How DirectQuery connects to external databases

DirectQuery is a feature in Atoti that allows data to be queried directly from an external database without first loading it into Atoti’s in-memory datastore.
This means Atoti can work with large datasets stored outside the application, reducing memory usage and allowing real-time access to updated data. It is especially useful when working with external systems that already manage data storage, versioning, or access control.

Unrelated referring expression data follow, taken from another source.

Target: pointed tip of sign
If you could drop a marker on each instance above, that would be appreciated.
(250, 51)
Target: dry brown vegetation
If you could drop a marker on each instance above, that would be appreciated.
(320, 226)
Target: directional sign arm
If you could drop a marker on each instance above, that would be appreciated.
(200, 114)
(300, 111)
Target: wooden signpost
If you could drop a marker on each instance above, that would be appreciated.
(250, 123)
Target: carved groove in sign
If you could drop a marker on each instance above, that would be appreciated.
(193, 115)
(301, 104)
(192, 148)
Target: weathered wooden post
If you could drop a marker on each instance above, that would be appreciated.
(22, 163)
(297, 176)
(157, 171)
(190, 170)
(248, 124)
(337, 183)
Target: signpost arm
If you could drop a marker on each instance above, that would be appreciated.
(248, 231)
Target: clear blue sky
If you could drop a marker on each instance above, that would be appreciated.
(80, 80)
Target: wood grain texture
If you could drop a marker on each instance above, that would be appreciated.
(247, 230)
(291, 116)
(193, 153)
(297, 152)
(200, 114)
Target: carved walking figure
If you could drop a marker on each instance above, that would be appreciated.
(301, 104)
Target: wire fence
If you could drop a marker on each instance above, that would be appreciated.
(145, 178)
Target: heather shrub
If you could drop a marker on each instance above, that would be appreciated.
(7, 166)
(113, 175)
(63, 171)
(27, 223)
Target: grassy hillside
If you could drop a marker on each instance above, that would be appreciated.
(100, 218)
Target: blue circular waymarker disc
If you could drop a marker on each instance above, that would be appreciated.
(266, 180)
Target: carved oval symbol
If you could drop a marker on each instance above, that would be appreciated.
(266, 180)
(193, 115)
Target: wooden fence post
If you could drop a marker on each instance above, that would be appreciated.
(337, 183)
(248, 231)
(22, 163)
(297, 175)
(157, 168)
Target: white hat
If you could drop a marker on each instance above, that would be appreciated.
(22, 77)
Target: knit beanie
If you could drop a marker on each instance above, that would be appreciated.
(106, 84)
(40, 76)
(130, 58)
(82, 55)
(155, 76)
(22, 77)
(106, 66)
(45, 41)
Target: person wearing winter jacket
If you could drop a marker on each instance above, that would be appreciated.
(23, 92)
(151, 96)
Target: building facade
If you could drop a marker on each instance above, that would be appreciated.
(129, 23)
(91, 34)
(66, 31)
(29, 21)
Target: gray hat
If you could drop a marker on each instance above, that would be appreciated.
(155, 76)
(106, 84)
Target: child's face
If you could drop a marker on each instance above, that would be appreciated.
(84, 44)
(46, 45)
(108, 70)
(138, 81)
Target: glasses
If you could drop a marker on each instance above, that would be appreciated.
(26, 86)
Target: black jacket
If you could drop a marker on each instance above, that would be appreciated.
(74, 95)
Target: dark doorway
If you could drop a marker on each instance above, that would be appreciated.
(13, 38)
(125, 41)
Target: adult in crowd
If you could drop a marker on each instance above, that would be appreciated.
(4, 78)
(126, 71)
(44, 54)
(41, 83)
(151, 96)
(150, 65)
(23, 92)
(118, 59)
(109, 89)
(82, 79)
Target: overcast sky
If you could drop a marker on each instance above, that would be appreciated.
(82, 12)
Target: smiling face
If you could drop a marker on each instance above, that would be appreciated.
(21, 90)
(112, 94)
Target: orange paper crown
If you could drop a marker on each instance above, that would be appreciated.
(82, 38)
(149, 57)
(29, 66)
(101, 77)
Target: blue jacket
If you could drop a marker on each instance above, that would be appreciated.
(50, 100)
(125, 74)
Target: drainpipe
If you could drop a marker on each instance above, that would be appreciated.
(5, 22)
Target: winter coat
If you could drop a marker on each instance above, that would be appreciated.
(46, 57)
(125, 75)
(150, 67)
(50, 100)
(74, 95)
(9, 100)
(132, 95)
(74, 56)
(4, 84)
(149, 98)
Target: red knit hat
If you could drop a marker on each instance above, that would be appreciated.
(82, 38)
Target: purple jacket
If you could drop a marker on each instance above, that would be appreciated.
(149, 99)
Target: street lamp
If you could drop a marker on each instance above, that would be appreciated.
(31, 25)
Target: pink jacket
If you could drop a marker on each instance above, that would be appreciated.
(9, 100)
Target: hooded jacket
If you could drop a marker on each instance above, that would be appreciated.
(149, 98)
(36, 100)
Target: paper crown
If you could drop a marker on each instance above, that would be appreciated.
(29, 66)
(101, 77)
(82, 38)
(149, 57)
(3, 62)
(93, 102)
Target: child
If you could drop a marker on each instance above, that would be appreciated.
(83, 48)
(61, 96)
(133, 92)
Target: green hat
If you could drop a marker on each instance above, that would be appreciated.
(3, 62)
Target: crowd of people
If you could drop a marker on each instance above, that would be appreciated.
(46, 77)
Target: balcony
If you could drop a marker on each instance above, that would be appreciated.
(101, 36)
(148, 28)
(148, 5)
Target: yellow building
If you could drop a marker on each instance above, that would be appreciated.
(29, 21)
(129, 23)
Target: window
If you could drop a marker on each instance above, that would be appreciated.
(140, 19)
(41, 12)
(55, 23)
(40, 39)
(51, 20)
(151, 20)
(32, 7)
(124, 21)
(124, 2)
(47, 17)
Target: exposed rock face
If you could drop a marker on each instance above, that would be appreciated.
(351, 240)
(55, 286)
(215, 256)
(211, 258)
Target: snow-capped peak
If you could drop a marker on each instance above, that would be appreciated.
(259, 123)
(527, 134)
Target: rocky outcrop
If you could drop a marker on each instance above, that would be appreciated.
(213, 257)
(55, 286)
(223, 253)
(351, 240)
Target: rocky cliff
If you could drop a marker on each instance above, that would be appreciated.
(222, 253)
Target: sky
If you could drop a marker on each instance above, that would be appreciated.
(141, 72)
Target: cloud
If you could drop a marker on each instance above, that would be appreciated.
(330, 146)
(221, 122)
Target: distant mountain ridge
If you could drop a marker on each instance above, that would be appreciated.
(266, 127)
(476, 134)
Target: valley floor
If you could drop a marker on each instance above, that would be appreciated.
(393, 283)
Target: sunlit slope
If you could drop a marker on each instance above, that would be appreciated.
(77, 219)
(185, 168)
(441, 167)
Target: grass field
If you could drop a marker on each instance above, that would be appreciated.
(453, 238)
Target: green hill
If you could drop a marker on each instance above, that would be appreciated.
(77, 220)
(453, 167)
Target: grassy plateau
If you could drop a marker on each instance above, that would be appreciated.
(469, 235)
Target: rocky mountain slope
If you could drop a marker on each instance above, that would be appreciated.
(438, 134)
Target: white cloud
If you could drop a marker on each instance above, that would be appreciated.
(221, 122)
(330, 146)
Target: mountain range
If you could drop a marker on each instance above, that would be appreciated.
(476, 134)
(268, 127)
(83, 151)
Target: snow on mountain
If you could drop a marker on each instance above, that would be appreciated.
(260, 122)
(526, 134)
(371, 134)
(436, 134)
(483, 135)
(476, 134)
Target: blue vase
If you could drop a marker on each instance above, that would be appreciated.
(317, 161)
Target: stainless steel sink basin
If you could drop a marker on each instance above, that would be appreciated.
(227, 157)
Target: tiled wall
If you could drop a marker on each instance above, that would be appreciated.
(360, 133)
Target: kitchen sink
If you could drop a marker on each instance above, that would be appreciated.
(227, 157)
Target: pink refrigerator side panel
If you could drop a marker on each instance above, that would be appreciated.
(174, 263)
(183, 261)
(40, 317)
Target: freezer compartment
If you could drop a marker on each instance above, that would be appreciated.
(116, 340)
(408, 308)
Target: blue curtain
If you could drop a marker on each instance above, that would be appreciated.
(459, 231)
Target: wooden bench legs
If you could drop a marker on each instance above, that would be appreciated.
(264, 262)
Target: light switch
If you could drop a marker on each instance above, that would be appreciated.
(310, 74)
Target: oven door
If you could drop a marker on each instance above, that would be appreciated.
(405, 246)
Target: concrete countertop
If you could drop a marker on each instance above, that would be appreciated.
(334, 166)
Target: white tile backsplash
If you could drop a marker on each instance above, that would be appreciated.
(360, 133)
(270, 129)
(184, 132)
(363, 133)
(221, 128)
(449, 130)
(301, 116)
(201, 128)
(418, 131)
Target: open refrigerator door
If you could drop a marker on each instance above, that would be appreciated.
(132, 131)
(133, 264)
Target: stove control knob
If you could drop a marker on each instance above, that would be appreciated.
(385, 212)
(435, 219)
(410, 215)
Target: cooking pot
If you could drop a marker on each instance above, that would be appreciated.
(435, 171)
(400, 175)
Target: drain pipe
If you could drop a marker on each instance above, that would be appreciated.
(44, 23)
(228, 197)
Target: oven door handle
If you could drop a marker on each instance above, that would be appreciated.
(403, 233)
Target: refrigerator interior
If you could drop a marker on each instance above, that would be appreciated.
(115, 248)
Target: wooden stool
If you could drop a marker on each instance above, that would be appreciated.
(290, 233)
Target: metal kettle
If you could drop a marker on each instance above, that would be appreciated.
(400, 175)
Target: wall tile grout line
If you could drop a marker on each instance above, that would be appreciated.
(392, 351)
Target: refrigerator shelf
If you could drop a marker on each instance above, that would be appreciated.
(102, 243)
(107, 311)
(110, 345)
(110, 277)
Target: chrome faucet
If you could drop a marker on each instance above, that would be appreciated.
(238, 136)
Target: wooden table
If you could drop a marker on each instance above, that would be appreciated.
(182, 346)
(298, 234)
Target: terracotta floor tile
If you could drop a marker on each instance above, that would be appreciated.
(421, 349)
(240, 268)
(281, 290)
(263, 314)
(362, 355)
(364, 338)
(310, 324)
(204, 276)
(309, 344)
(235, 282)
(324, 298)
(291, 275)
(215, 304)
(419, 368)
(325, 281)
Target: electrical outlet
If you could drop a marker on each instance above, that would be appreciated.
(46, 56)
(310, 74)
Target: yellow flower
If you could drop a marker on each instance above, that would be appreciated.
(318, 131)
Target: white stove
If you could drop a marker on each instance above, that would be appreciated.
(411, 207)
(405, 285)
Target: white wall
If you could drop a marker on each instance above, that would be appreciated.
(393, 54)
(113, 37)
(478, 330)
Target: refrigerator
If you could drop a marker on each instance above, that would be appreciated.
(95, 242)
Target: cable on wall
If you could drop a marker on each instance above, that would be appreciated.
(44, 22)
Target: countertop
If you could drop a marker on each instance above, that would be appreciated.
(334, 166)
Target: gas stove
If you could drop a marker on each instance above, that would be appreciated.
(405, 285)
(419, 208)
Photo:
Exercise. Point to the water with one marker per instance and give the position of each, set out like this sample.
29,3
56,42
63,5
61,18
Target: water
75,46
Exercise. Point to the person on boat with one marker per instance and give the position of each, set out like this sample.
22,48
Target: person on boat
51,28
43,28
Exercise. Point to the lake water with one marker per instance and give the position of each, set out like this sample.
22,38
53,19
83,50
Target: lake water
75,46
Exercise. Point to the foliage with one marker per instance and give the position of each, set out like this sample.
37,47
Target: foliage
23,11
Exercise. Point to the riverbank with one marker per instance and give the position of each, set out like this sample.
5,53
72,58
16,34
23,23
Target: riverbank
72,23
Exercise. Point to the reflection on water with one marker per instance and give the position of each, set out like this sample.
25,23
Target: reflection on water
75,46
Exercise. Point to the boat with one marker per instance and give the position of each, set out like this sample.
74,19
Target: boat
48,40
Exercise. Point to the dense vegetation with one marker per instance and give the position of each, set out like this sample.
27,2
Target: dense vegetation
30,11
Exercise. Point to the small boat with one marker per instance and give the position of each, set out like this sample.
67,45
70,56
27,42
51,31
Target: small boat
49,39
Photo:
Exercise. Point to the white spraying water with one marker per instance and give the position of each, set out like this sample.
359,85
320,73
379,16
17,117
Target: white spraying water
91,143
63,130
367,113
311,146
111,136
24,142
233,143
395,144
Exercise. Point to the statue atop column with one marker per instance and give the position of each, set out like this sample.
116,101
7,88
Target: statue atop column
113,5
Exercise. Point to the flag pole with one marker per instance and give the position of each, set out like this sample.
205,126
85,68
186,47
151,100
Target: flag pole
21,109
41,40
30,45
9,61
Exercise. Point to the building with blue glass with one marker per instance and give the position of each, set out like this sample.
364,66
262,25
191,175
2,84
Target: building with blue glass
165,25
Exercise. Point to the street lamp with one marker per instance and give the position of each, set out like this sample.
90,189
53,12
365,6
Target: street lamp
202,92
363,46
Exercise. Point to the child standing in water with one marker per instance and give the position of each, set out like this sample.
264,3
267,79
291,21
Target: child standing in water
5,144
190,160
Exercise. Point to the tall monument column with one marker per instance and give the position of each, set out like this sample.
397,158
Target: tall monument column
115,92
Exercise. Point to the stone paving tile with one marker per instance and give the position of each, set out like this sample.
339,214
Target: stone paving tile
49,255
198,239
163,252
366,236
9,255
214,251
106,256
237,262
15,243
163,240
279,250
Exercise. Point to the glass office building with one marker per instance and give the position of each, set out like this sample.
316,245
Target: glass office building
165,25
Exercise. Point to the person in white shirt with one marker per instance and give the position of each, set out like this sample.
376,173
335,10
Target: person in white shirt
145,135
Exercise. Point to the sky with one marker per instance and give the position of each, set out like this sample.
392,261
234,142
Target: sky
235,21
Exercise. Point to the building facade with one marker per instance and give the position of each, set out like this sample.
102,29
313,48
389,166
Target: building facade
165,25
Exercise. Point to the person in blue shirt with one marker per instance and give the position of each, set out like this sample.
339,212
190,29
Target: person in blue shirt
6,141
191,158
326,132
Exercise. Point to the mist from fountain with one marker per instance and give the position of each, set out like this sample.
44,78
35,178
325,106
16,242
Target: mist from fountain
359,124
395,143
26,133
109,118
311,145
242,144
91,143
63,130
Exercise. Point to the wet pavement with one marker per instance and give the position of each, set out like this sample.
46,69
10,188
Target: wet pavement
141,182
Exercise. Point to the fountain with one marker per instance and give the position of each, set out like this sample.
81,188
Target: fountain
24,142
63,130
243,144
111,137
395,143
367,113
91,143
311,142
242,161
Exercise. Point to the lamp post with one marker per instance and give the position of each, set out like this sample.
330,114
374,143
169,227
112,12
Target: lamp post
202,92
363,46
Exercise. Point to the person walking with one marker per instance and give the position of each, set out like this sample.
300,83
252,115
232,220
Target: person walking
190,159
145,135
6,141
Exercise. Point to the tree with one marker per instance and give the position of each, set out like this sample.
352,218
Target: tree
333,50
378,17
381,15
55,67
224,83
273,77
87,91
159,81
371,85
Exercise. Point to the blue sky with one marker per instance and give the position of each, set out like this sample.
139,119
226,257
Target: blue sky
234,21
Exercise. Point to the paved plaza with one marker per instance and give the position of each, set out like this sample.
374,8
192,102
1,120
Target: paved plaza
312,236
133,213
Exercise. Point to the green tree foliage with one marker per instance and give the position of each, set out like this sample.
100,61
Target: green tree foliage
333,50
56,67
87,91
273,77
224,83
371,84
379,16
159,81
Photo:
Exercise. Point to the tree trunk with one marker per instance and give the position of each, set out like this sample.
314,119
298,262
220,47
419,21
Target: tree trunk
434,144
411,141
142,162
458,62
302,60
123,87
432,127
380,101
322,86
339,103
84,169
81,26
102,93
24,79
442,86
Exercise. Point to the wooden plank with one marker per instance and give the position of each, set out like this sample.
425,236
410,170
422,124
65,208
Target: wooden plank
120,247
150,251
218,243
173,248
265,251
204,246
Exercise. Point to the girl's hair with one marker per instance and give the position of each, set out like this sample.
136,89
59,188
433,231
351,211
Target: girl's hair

When is DirectQuery relevant?

DirectQuery is useful for users who need:

Interactive access to external data sources
Reduced memory footprint in Atoti applications
Integration with enterprise databases such as Snowflake, BigQuery, ClickHouse, and others

What assumptions does DirectQuery make about external data?

Unique keys

Tables must define and enforce unique key fields. This is essential for reliable joins and maintaining many-to-one relationships.

Vector integrity

DirectQuery supports vectors stored across columns or rows. Each format has its own constraints: Column-based vectors:

Each value must be non-null

Row-based vectors:

Indexes must start at 0 or 1
All indexes must be present and consistent
No null values are allowed in primitive types

These constraints ensure that vector operations and joins behave efficiently and predictably.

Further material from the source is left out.